Hingga pada bangku terdepan pekerjaan Hinata terhenti. Itu meja Naruto. Si Uzumaki masih terus saja berusaha mengerjakan sisa-sisa soal yang belum terselesaikan. Dengan penulisan berkecepatan tinggi, membuat semua tulisannya tidak karuan.

Lucu. Naruto selalu saja berhasil membuatnya tersenyum samar seperti ini. Detak jantung dalam dada Hinata mulai bertambah ritmenya setiap detik ia mengamati si pirang yang berwajah kesusahan. Hinata menunggu. Menunggu Naruto dengan ikhlas memberikan kertas jawabannya.

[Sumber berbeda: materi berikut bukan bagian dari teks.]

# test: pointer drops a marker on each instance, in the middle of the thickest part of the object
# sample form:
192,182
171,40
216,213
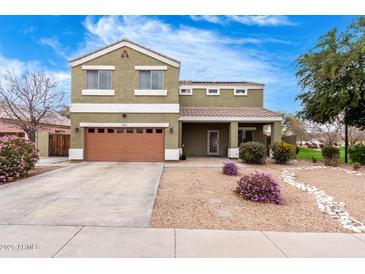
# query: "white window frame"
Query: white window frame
185,94
98,91
240,94
213,94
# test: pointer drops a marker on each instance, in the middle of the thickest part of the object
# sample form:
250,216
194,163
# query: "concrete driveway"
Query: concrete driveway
84,194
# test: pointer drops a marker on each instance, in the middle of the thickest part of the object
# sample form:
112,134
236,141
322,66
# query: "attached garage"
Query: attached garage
124,144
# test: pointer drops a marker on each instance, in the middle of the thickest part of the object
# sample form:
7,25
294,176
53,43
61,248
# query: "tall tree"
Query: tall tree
332,78
28,98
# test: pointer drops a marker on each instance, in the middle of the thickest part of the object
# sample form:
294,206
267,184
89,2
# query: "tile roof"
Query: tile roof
218,83
227,112
120,41
51,118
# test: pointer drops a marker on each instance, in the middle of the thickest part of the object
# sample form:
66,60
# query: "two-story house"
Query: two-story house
129,105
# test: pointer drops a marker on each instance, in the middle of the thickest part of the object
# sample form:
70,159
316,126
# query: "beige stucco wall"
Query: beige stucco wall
195,138
124,82
125,79
77,139
226,98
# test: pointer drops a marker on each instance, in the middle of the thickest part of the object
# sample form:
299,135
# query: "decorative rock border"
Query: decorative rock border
327,204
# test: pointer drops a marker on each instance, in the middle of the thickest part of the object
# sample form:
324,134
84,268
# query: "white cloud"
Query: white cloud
259,20
205,54
55,45
62,77
262,20
209,18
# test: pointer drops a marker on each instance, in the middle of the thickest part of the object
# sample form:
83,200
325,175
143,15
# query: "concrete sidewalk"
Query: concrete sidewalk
88,241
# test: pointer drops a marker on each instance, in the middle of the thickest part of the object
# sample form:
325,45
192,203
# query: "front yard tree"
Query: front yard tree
332,78
29,97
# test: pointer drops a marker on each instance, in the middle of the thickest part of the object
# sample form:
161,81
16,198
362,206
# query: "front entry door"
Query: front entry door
213,142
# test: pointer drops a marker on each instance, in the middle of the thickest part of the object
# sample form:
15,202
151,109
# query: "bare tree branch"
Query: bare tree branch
28,98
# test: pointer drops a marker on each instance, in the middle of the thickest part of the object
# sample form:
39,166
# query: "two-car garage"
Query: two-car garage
124,144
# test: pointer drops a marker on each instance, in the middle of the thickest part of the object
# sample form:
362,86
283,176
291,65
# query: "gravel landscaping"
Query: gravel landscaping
199,197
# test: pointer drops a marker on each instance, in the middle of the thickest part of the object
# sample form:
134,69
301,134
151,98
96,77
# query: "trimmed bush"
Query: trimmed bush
17,157
331,155
282,152
357,154
253,152
230,169
259,187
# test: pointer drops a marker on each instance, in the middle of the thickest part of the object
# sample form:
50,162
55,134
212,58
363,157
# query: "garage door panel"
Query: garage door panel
124,146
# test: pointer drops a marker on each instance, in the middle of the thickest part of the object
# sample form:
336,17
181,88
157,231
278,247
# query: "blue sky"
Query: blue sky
227,48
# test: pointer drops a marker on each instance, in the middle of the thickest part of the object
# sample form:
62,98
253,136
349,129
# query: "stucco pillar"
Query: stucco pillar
180,136
42,138
233,150
275,132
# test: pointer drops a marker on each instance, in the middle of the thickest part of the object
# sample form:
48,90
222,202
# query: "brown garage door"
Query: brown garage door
124,144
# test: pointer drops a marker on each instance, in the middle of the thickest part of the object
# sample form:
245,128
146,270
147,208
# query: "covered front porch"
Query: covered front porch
221,135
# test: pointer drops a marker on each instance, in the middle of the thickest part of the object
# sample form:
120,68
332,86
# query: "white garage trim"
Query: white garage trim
172,154
76,154
229,119
159,125
124,108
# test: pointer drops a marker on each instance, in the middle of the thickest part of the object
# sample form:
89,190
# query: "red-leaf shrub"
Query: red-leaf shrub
230,169
259,187
17,157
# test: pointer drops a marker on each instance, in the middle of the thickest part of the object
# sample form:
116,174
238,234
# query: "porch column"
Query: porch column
233,150
275,132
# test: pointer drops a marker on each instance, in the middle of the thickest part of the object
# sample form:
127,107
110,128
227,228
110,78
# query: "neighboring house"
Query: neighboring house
129,105
52,123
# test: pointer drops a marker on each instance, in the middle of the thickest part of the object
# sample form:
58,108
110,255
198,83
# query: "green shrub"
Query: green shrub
330,155
357,154
17,157
253,152
282,152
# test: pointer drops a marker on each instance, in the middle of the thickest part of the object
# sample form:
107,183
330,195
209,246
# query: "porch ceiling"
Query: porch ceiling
228,114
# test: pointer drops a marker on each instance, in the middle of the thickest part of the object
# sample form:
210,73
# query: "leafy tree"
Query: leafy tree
332,78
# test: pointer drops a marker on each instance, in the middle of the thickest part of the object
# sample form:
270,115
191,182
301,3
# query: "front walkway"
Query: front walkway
86,241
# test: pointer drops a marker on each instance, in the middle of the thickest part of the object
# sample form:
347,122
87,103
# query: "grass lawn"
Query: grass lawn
308,153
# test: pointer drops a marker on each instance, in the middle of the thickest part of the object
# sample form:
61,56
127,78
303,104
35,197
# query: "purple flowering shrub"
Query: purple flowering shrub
17,157
230,169
259,187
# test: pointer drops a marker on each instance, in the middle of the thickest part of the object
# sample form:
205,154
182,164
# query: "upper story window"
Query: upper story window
240,92
213,91
151,79
98,79
185,91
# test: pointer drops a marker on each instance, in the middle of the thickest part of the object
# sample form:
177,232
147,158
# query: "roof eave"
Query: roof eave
122,43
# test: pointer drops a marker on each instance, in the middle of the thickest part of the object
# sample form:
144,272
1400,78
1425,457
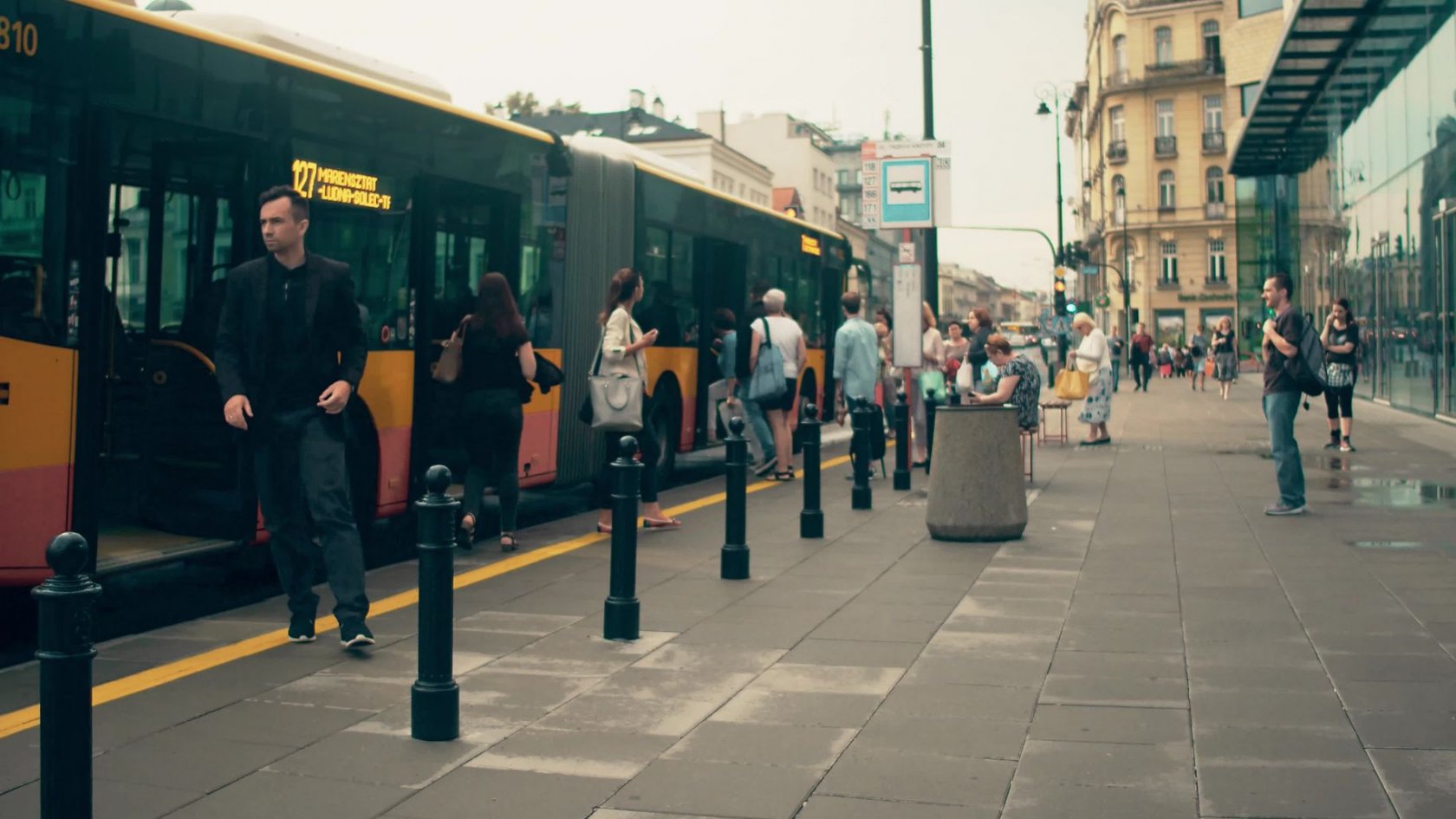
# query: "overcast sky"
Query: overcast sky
841,63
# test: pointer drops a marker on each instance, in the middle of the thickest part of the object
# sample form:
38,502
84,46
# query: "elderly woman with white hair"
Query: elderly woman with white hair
1094,357
783,413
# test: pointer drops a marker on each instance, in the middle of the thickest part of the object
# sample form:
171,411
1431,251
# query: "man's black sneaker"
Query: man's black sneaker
355,634
300,628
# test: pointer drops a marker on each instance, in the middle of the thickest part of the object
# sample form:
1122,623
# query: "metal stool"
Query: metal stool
1044,430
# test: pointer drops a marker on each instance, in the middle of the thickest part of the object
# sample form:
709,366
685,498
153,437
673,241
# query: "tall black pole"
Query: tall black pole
933,245
1062,242
434,699
66,656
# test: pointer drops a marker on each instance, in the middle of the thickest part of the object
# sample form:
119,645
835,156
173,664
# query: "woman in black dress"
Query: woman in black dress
496,363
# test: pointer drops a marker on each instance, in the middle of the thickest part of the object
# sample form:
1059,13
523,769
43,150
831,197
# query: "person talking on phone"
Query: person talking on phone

"Uzumaki! Uzumaki Naruto! Letakkan pensilmu dan serahkan jawabanmu!" suara baritone khas pria paruh baya Kakashi-sensei menggema disertai dengan pukulan keras pada meja guru, "Hyuuga ambil kertasnya!"

"Tunggu! Tunggu Hinata! Sebentar!" Naruto menambah kecepatan menulisnya.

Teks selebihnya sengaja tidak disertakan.